Re: SPARQL update semantics Dataset-UNION vs. Dataset-MERGE from Axel Polleres on 2011-04-20 (public-rdf-dawg@w3.org from April to June 2011)

From: Axel Polleres <axel.polleres@deri.org>
Date: Wed, 20 Apr 2011 15:20:10 +0100
To: Andy Seaborne <andy.seaborne@epimorphics.com>
Cc: public-rdf-dawg@w3.org
Message-Id: <3029B8E0-D934-4383-A871-BE7A044E7C36@deri.org>
On 18 Apr 2011, at 14:57, Andy Seaborne wrote:

> 
> 
> On 18/04/11 00:13, Axel Polleres wrote:
>> Hi all,
>> 
>> trying to catch up with my actions and especially with Update
>> semantics... taking some closer look at Dataset-UNION vs.
>> Dataset-MERGE, since we now have a definition of Dataset-MERGE in
>> query...
> 
> Non-technical:
> 
> It would be better to have a definition of dataset-union that is specifically useful for SPARQL Update.
> 
> 1/ It isolates us (SPARQl-WG) from decisions of RDF-WG around datasets
> 
> 2/ There are specific issue to do with subgraphs where we want very precise handling of bnodes.
> 
> By the way: The current defn of Dataset-MERGE is wrong (as Peter PS has pointed out) and needs fixing.

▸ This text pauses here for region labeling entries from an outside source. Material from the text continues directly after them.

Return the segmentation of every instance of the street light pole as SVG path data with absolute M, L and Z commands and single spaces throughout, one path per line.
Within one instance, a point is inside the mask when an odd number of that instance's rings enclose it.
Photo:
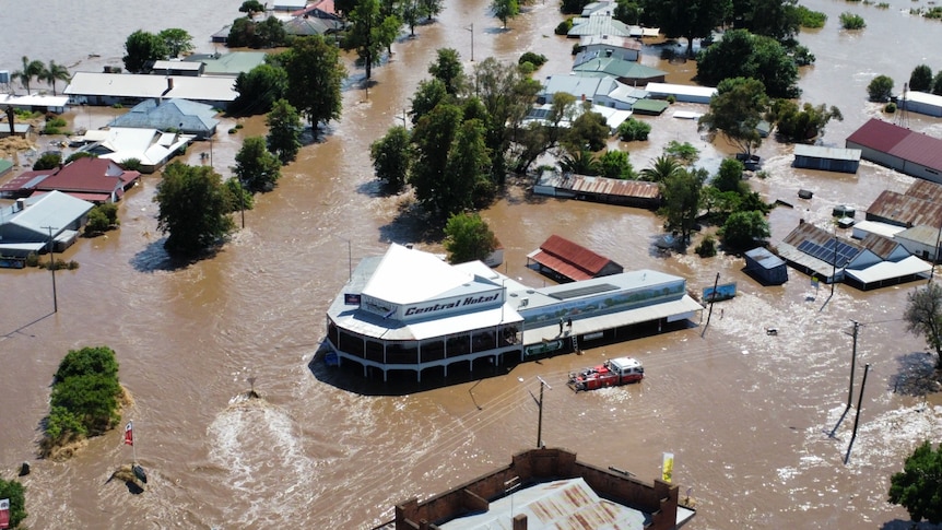
M 49 231 L 49 270 L 52 271 L 52 313 L 59 313 L 59 297 L 56 294 L 56 246 L 52 244 L 52 227 L 43 227 Z

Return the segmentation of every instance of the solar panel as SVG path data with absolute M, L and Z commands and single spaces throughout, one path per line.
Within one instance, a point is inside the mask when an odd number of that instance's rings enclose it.
M 834 267 L 844 267 L 860 254 L 859 248 L 837 239 L 828 239 L 824 245 L 804 240 L 798 249 Z

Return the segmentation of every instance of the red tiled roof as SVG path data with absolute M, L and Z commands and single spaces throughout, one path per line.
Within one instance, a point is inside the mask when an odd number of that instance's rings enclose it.
M 847 137 L 846 143 L 942 172 L 942 140 L 876 118 L 870 118 L 870 121 L 853 131 Z
M 576 281 L 596 278 L 608 266 L 621 269 L 609 258 L 557 235 L 550 236 L 531 257 L 541 266 Z

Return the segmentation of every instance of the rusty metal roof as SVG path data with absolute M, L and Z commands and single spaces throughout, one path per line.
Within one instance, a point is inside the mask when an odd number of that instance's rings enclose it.
M 605 268 L 623 270 L 622 266 L 581 245 L 557 235 L 550 236 L 530 258 L 572 280 L 589 280 Z
M 861 145 L 908 162 L 942 172 L 942 140 L 871 118 L 847 137 L 849 144 Z
M 883 190 L 867 209 L 867 219 L 886 220 L 906 227 L 920 224 L 937 226 L 942 219 L 942 202 Z

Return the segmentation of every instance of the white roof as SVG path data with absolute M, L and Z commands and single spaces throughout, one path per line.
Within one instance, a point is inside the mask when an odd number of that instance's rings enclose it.
M 75 73 L 62 93 L 70 96 L 176 97 L 198 102 L 232 102 L 238 97 L 233 78 L 96 72 Z
M 711 97 L 716 89 L 690 84 L 648 83 L 645 90 L 656 94 L 683 94 L 685 96 Z
M 411 304 L 443 297 L 472 282 L 473 274 L 435 255 L 392 244 L 363 287 L 363 294 L 392 304 Z
M 862 231 L 869 234 L 876 234 L 884 237 L 893 237 L 896 234 L 906 229 L 904 226 L 897 226 L 895 224 L 888 223 L 880 223 L 878 221 L 858 221 L 853 225 L 853 231 Z
M 900 261 L 881 261 L 867 269 L 847 269 L 845 273 L 848 276 L 857 279 L 863 284 L 875 283 L 884 280 L 893 280 L 896 278 L 908 276 L 912 274 L 923 274 L 932 270 L 932 266 L 910 256 Z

Would a modified version of the definition we have for Dataset-UNION
 http://www.w3.org/2009/sparql/docs/update-1.1/Overview.xml#def_datasetUnion
such that 
 s/where union between graphs is defined as set-union of triples in those graphs./
   where union between graphs is defined as RDF merge of those graphs./
do better? (in spirit... I mean, probably I would word it differently)

I don't think that this definition suffers from ambiguities as claimed by Peter.
I didn't mean to argue for bringing us in a position to be dependent on RDF WG decisions, but rather wanted 
to argue that it seems to me that for our purposes Dataset-MERGE instead of Dataset-UNION could be useful.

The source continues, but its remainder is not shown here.